I’m just writing here because I usually feel better after I write out what I’m feeling.
Lately I’ve been feeling down, depressed, trapped, stuck. And despite all of these terrible feelings I haven’t been able to cry. You know how sometimes, you just need a good cry? I thought maybe if I could just cry and get it out then I might feel a little better. But no matter what I did or what I felt, tears would never come. Until last night.
Immediately after my husband and I had sex, I broke down. The entire time I was trying to hide the fact that I was reliving awful memories in my mind, and as soon as we were finished, the dam broke. I couldn’t hold it back anymore. I just started sobbing - awful ugly crying where I couldn’t catch my breath. I kept apologizing that I ruined everything by getting upset. And I did, I ruined the mood completely, but I am so so proud of my husband for knowing exactly what was wrong and knowing exactly how to comfort me. He immediately wrapped his arms around me and was whispering in my ear that I was okay and that I was safe, and that he wouldn’t have been upset at me at all if I had spoken up before, that he never wants to hurt me or upset me. I could barely speak through the tears but I managed to say “But its been so fucking long. I should be over this by now.” But he reassured me that it was okay and that it was normal, and that some things stick with us for a long long time, sometimes forever, but it was okay, I was okay and I was safe with him. He held me tight for what seemed like forever just whispering into my ear how much he loved me until I finally calmed down, stopped crying and felt okay again.

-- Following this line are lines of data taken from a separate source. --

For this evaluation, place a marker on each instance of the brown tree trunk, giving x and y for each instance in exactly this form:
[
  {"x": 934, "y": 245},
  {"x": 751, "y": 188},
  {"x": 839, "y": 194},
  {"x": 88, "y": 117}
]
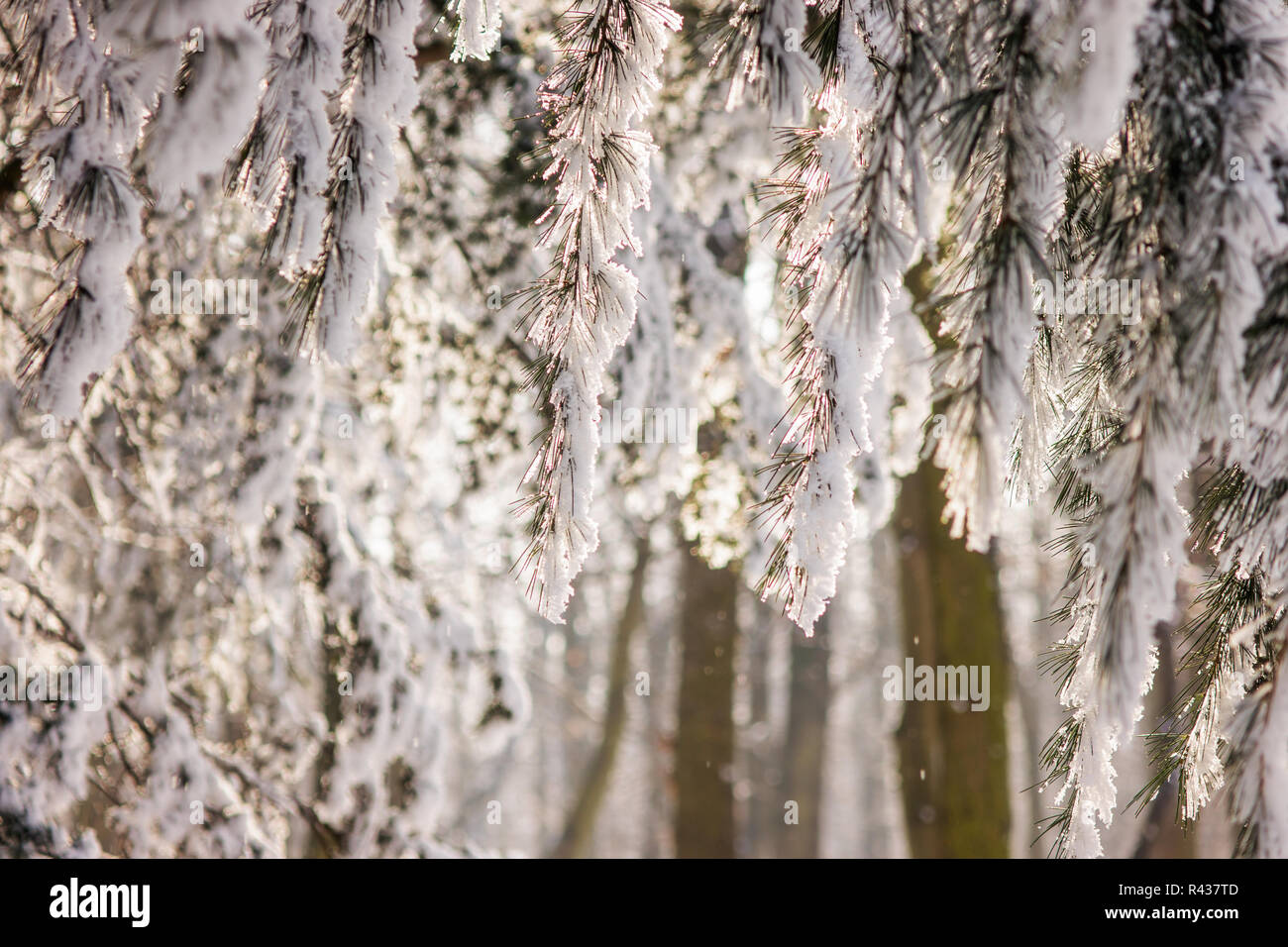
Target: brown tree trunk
[
  {"x": 804, "y": 750},
  {"x": 704, "y": 733},
  {"x": 580, "y": 826}
]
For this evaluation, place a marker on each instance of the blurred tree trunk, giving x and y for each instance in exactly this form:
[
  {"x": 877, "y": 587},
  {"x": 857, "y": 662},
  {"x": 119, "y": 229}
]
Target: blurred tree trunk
[
  {"x": 760, "y": 753},
  {"x": 805, "y": 744},
  {"x": 952, "y": 759},
  {"x": 704, "y": 732},
  {"x": 580, "y": 826}
]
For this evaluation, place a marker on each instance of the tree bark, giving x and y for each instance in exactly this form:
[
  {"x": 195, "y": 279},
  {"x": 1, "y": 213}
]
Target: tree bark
[
  {"x": 704, "y": 736},
  {"x": 580, "y": 826}
]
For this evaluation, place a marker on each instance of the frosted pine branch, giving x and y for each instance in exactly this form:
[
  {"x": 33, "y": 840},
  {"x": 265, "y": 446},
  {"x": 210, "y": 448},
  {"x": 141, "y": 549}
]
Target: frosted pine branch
[
  {"x": 848, "y": 240},
  {"x": 583, "y": 308},
  {"x": 480, "y": 29},
  {"x": 999, "y": 142}
]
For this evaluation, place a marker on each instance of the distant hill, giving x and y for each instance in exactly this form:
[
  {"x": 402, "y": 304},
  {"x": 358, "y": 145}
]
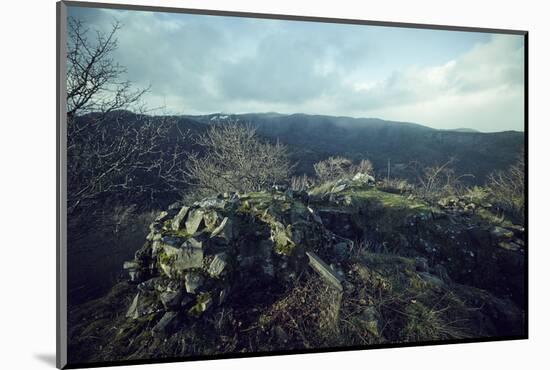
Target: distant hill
[{"x": 315, "y": 137}]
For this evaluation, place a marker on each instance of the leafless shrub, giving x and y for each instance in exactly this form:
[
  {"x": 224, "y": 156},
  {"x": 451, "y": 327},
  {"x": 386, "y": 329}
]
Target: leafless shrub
[
  {"x": 106, "y": 154},
  {"x": 233, "y": 158},
  {"x": 508, "y": 189},
  {"x": 439, "y": 180},
  {"x": 397, "y": 186},
  {"x": 334, "y": 168},
  {"x": 94, "y": 81},
  {"x": 303, "y": 182}
]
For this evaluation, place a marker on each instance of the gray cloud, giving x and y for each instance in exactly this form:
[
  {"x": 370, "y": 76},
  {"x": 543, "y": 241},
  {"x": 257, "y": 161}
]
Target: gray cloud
[{"x": 204, "y": 64}]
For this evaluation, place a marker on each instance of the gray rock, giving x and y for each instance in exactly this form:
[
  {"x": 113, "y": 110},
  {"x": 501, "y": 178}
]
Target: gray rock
[
  {"x": 179, "y": 218},
  {"x": 500, "y": 233},
  {"x": 131, "y": 265},
  {"x": 189, "y": 255},
  {"x": 194, "y": 221},
  {"x": 325, "y": 271},
  {"x": 212, "y": 203},
  {"x": 370, "y": 318},
  {"x": 171, "y": 300},
  {"x": 193, "y": 281},
  {"x": 341, "y": 250},
  {"x": 339, "y": 188},
  {"x": 147, "y": 285},
  {"x": 211, "y": 220},
  {"x": 218, "y": 265},
  {"x": 166, "y": 324},
  {"x": 142, "y": 305},
  {"x": 421, "y": 264},
  {"x": 224, "y": 230},
  {"x": 431, "y": 279},
  {"x": 161, "y": 216}
]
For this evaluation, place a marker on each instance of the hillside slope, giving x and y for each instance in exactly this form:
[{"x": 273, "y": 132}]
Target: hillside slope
[{"x": 276, "y": 270}]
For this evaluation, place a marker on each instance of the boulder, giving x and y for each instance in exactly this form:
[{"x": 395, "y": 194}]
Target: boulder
[
  {"x": 171, "y": 300},
  {"x": 193, "y": 281},
  {"x": 166, "y": 324},
  {"x": 179, "y": 218},
  {"x": 218, "y": 265},
  {"x": 194, "y": 221}
]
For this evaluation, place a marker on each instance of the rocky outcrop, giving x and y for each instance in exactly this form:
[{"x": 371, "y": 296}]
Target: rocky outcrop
[{"x": 196, "y": 256}]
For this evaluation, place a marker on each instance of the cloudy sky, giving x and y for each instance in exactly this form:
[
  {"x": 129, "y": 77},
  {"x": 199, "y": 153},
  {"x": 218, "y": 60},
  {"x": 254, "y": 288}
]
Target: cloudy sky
[{"x": 199, "y": 64}]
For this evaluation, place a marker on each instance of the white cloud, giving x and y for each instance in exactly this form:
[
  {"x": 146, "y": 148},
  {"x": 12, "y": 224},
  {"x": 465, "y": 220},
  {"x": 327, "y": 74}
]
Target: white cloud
[
  {"x": 483, "y": 89},
  {"x": 443, "y": 79}
]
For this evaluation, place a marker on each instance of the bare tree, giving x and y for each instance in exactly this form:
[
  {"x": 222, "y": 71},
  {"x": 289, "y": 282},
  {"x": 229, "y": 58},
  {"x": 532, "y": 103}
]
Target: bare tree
[
  {"x": 94, "y": 82},
  {"x": 111, "y": 152},
  {"x": 439, "y": 180},
  {"x": 233, "y": 158},
  {"x": 334, "y": 168},
  {"x": 303, "y": 182}
]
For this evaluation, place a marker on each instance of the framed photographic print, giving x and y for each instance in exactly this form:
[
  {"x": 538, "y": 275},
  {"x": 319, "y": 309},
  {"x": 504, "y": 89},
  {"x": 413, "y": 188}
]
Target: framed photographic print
[{"x": 234, "y": 184}]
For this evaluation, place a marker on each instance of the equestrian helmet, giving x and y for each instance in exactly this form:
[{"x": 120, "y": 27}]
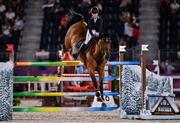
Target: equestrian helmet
[{"x": 95, "y": 10}]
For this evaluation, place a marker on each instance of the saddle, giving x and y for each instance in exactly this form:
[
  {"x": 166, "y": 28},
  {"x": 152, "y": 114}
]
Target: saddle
[{"x": 87, "y": 48}]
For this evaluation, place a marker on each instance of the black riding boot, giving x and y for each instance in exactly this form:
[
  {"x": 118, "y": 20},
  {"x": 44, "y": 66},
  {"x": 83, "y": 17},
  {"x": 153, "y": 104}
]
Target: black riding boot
[{"x": 75, "y": 55}]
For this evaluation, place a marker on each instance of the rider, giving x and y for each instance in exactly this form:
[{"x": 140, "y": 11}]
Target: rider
[{"x": 95, "y": 28}]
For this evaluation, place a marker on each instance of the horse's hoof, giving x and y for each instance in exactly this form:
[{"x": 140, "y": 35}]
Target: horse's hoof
[
  {"x": 107, "y": 98},
  {"x": 75, "y": 55},
  {"x": 99, "y": 99},
  {"x": 103, "y": 104},
  {"x": 98, "y": 94}
]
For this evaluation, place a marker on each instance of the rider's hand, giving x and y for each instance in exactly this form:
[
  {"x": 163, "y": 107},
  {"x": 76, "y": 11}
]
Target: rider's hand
[{"x": 97, "y": 34}]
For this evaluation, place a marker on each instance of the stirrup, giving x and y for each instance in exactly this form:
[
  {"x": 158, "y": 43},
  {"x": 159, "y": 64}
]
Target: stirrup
[
  {"x": 98, "y": 93},
  {"x": 75, "y": 55}
]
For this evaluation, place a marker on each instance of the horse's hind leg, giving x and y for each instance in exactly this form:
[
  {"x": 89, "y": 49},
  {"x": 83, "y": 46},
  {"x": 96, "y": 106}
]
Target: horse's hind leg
[
  {"x": 101, "y": 77},
  {"x": 91, "y": 69}
]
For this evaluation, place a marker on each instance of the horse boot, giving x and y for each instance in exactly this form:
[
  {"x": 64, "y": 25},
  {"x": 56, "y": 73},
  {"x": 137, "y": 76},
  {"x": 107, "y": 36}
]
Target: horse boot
[
  {"x": 75, "y": 52},
  {"x": 98, "y": 96}
]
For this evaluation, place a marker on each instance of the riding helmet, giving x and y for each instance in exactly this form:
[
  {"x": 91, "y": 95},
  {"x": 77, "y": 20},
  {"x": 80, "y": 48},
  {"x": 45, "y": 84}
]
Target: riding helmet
[{"x": 95, "y": 10}]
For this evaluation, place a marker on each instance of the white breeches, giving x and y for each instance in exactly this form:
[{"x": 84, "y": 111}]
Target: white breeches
[{"x": 88, "y": 36}]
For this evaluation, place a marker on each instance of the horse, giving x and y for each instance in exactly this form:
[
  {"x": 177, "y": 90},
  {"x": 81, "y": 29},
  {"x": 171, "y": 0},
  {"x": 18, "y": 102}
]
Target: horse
[{"x": 94, "y": 59}]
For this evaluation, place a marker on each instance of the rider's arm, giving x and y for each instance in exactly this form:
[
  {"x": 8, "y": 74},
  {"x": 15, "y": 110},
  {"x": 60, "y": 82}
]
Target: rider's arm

I am so thankful for him. Not only is he so sweet, comforting, loving and so much more, but he takes such great care of me. Lately I’ve been really sick, and then I sprained my toe and have been hobbling around ever since, but he has made sure that I was taking my medicine and keeping my foot elevated, tucking me into bed and spoiling me. I love him so much and I am so incredibly lucky to have found him. I don’t know what I would do without him.